Lua for MUD development was Re: [vworld-tech] Modern MUD server design

Brian Hook hook_l at pyrogon.com
Tue Apr 26 20:51:53 PDT 2005


A little followup now from my Lua notes. 

> As mentioned here before, along with Pike and Lua, it sounds like
> JavaScript is a reasonable language as well (and Ruby and I'm sure
> a couple others, but I don't have experience with those).

I said this back when I thought that I wanted the language to be 
embeddable and still have a lot of the core written in C/C++.  I've 
since changed my mind and have decided that I'd rather have the server 
written in a higher level language and only call out to C/C++ when 
absolutely necessary.

> Lua does not have user defined types, i.e. there are no "class"
> declarations a la C++, Java or Pike.  It's prototype based like
> JavaScript or Self, which means that you "derive" from another
> object by simply copying that object and adding new properties.

...and, this sucks. =)

> it). You never have to declare variables, they're automatically
> created on use, same with properties.

...and, this sucks too.

> Lua is small and very fast, however in many situations Pike is much
> faster.  

I would really, really like to use Pike or Obj-C, but their Windows 
support is crappy at best. 

> Lua has a thriving community

Relatively speaking.  It's thriving compared to, say, io or D, but not 
nearly as vibrant as Python.

> to embed (although I'm coming around to believing that writing
> everything in the script language and calling to C occasionally is
> preferable).

Oh, hey, I guess I said that a year ago.

> There are many support libraries, however not nearly as much as
> Pike or Python or Ruby.  But if you just need SQL and sockets and
> basic things like that, those are all available.

The lack of up to date and somewhat sanctioned support libraries is a 
serious issue for me.  One of the advantages of using a high level 
language is that I don't have to integrate a bunch of low-level 
libraries for sockets, database integration, regex, etc.  Lua has very 
sporadic support for a lot of things, a lot of it third-party from the 
Lua folk themselves, and this is a liability.

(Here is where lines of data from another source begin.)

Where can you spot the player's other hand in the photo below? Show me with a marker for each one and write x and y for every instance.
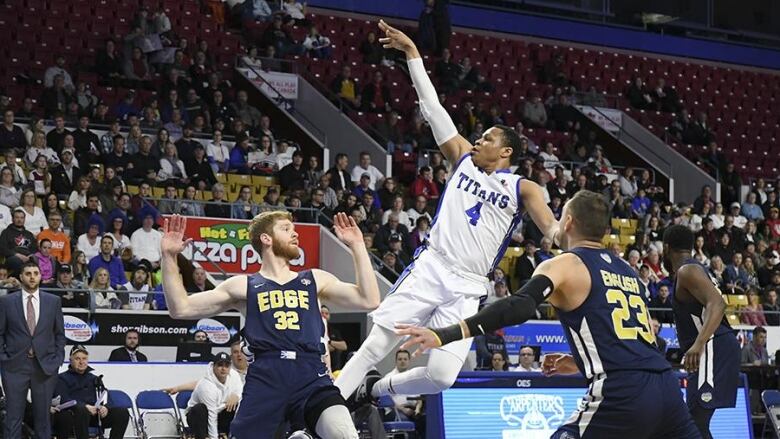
(173, 241)
(394, 38)
(558, 364)
(423, 337)
(347, 230)
(692, 357)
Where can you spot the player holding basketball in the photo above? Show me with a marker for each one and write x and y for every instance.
(632, 392)
(710, 345)
(283, 326)
(481, 206)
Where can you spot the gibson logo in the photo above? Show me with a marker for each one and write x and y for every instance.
(532, 411)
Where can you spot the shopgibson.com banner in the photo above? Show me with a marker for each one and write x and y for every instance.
(226, 242)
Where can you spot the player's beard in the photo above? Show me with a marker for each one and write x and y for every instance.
(285, 250)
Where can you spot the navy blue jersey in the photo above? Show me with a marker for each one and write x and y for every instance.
(283, 317)
(689, 316)
(611, 331)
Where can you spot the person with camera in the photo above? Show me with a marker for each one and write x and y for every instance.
(92, 408)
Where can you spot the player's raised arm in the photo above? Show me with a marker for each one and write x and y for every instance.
(551, 276)
(364, 295)
(540, 213)
(695, 281)
(452, 144)
(180, 305)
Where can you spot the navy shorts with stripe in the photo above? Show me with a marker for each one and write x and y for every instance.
(631, 404)
(279, 389)
(715, 384)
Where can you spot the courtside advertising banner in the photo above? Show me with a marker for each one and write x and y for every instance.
(157, 328)
(226, 242)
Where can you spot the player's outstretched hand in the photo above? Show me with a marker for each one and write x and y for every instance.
(394, 38)
(418, 336)
(558, 364)
(692, 357)
(347, 230)
(173, 241)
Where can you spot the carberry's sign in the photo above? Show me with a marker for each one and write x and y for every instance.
(225, 242)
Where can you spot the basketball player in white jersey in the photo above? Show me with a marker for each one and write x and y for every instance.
(480, 207)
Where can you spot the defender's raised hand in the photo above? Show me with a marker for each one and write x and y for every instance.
(173, 241)
(395, 39)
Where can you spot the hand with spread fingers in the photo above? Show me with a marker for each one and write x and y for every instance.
(558, 364)
(422, 336)
(395, 39)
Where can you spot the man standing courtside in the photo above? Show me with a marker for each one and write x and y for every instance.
(32, 348)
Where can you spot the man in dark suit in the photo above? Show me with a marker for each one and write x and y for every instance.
(129, 352)
(32, 348)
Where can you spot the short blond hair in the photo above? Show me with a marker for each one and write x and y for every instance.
(264, 223)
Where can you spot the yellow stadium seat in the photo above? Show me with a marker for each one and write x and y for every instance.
(263, 180)
(737, 299)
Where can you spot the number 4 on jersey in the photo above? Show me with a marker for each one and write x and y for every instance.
(474, 213)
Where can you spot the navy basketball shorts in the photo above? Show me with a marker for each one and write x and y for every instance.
(631, 404)
(715, 384)
(280, 389)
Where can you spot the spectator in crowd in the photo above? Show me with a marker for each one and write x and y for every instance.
(46, 262)
(129, 352)
(11, 135)
(771, 307)
(17, 244)
(59, 241)
(627, 180)
(215, 399)
(70, 290)
(755, 353)
(218, 207)
(65, 174)
(753, 312)
(139, 282)
(662, 305)
(146, 240)
(527, 360)
(103, 294)
(735, 273)
(92, 408)
(750, 208)
(345, 87)
(499, 362)
(292, 176)
(526, 264)
(340, 178)
(534, 112)
(108, 260)
(424, 186)
(318, 46)
(365, 167)
(243, 208)
(418, 210)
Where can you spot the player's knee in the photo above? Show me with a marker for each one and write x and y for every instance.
(442, 376)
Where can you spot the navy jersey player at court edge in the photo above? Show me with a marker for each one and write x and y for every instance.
(710, 344)
(288, 380)
(632, 391)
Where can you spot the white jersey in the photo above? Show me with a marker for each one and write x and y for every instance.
(475, 218)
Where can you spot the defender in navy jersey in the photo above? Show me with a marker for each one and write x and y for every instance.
(711, 348)
(288, 380)
(632, 392)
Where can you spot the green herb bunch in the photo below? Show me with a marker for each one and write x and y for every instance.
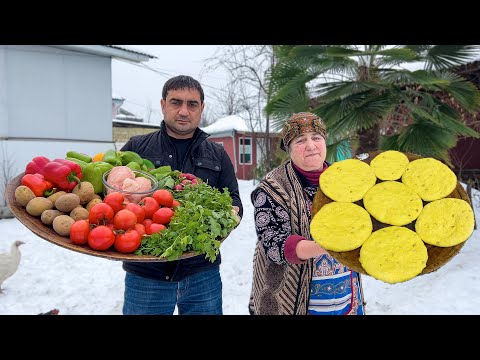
(199, 224)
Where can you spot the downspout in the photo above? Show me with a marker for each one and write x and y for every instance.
(243, 149)
(234, 151)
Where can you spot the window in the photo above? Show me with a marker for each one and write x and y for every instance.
(245, 150)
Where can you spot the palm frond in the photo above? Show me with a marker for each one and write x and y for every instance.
(364, 116)
(338, 150)
(283, 108)
(427, 139)
(443, 57)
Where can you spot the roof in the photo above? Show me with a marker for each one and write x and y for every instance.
(233, 122)
(127, 123)
(120, 52)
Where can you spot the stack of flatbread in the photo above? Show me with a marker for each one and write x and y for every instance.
(397, 193)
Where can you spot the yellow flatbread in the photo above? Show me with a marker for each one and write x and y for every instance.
(391, 202)
(393, 254)
(341, 226)
(347, 180)
(389, 165)
(429, 178)
(445, 222)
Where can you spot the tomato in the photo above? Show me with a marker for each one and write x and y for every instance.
(100, 214)
(101, 238)
(162, 216)
(140, 228)
(79, 232)
(127, 242)
(137, 210)
(175, 204)
(163, 197)
(154, 228)
(115, 200)
(150, 205)
(125, 220)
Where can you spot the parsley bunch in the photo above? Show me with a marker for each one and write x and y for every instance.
(199, 224)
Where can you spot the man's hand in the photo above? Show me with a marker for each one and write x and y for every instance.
(235, 210)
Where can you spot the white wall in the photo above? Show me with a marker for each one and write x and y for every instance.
(51, 93)
(52, 101)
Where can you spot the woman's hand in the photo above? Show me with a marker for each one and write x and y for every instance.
(307, 249)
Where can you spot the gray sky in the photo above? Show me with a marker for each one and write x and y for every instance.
(142, 88)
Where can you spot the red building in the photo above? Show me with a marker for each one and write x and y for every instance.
(243, 142)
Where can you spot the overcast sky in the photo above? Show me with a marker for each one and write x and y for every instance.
(142, 88)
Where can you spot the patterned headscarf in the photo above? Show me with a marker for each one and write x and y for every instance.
(300, 123)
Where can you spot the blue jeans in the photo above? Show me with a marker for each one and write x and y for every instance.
(197, 294)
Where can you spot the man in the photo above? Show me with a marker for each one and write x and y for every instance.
(194, 284)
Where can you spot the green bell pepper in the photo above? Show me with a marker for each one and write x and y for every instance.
(148, 164)
(78, 161)
(79, 156)
(130, 156)
(133, 165)
(93, 173)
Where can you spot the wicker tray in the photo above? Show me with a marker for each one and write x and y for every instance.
(437, 256)
(35, 225)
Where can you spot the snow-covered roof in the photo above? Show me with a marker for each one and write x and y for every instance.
(233, 122)
(225, 124)
(135, 123)
(117, 97)
(115, 51)
(132, 49)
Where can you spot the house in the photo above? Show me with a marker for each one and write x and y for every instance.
(243, 142)
(56, 98)
(126, 124)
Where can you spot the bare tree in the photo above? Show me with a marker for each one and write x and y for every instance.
(248, 91)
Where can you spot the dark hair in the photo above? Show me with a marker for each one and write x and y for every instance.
(182, 82)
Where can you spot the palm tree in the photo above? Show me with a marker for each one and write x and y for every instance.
(370, 98)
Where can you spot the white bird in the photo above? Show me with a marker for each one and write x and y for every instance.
(9, 262)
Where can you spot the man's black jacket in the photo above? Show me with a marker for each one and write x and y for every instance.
(204, 159)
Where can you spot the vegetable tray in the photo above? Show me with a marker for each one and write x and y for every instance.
(437, 256)
(35, 225)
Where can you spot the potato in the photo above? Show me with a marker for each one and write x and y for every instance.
(23, 195)
(62, 224)
(48, 216)
(93, 202)
(38, 205)
(55, 196)
(79, 213)
(67, 202)
(85, 192)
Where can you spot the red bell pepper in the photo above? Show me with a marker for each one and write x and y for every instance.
(35, 166)
(65, 174)
(38, 184)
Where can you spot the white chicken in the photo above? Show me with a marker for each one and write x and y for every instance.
(9, 262)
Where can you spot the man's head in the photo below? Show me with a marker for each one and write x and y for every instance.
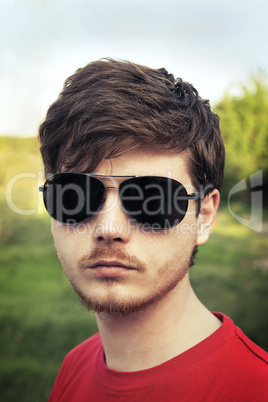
(119, 119)
(110, 107)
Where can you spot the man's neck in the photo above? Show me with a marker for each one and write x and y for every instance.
(157, 334)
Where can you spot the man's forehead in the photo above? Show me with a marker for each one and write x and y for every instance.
(144, 162)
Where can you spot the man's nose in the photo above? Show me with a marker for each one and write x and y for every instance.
(111, 224)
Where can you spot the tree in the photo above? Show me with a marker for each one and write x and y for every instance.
(244, 124)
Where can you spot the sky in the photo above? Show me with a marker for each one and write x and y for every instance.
(212, 44)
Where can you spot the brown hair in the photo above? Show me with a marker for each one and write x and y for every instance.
(109, 107)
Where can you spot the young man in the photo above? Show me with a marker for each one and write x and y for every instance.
(134, 163)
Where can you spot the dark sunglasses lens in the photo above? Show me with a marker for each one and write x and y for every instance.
(156, 202)
(72, 197)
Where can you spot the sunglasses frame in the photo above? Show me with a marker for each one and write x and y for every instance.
(192, 196)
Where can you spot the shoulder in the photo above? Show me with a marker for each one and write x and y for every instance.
(250, 352)
(85, 350)
(240, 354)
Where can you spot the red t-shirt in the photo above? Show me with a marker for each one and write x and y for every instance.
(226, 366)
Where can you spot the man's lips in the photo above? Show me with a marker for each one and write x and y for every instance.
(110, 268)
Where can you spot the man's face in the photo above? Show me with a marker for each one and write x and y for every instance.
(115, 264)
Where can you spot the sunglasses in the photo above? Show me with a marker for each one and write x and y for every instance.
(152, 201)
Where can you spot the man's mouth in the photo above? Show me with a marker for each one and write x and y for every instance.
(110, 269)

> The nightmarish side of all this is in my previously mentioned
> article, which is that the following things conspire against
> writing robust code:
>
> - variables do not need to be declared
> - table elements do not need to be declared
> - variables are created on assignment, with default global scope
>
> Minor typos can mask bugs for a long, long time unless you have
> really good code coverage analysis happening.

All of the above really made Lua unfeasible when the code base got 
beyond a few thousand lines.  Things got REAL rickety, and without a 
proper debugger/editor (I use Eclipse + PyDev for Python) it just 
wasn't tenable.

So now I'm a Python whore, but I'm still just learning it.